Joseph “Jo-Jo” Baltimore. Deon Gay. Melvin Turner Jr. The sight of blood-stained clothes while I held Myron Morgan Jr. as he took his last breath.

Those are just some of the murders in the District neighborhood where I grew up. It was hit hard by the crack cocaine epidemic, which ruined thousands of lives across the District. I still carry the scars of growing up in a community where an African American male is celebrated for living to see his 18th birthday.

Unfortunately, the neighborhoods of my youth are unchanged. In a few short weeks, 2015 has become an unacceptably deadly year for our youth. In January, three young men in the Langston-Carver neighborhood were injured in a shooting. Andrew Newman and Phillip Jones, both juveniles, were murdered. Equally disturbing, another shooting took place at a vigil for Phillip, an Anacostia High School student who had recently been accepted into the Labor Department’s Job Corps.

I am outraged, and I hope you are too.

Much like life in the Stronghold neighborhood where I grew up, the indifference shown by some of our youth today toward their own lives and the lives of others is corrosive. A report by the National Institute of Justice confirms that the result of the indifference can beget more crime, finding that youth exposed to gun violence are more likely to engage in violent crime. Moreover, the long-term consequences of juveniles participating in violent crime are borne out in another report by the National Institute of Justice’s Office of Juvenile Justice and Delinquency Prevention, which indicated that “30-60 percent of juvenile delinquents known to the police or juvenile courts persisted as adult offenders.”

Many individuals and organizations are working to reduce youth violence. However, we must confront one of our greatest challenges: apathy. Everyone in the District should be livid when a minor is murdered, regardless of our socioeconomic status or how far we live from the tragedy. The indifference of adults to the plight of our youth only perpetuates the culture of violence. Our children recognize when we do not care, and though they may not trace back their decisions to our complacency, their decisions and ability for empathy are compromised by it. We must resist the urge to dissociate ourselves from the news reports and from thinking that a young life taken from us is the inevitable consequence of life in the District.

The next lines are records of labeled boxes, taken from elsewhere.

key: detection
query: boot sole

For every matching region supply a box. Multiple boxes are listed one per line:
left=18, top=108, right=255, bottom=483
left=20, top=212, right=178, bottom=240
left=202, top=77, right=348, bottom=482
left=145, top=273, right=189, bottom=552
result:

I will not stand by and accept the status quo. As chair of the D.C. Council’s Committee on the Judiciary, I am reaching out to government agencies, community leaders and residents to convene a hearing to discuss solutions that address the root causes of the problem. I am also developing initiatives that will amplify our outrage and stop the youth violence.

I do not have all the solutions, but I am committed to working tirelessly to change the culture of violence in our city. The problem requires more than a law enforcement response. Many of the initiatives will require residents from all walks of life to buy in to the simple idea that any murder is unacceptable. Our educators, community leaders, service providers and business owners must participate in changing the odds for our children.

We can do better. Everyone should demand it.

The writer, a Democrat, represents Ward 5 on the D.C. Council.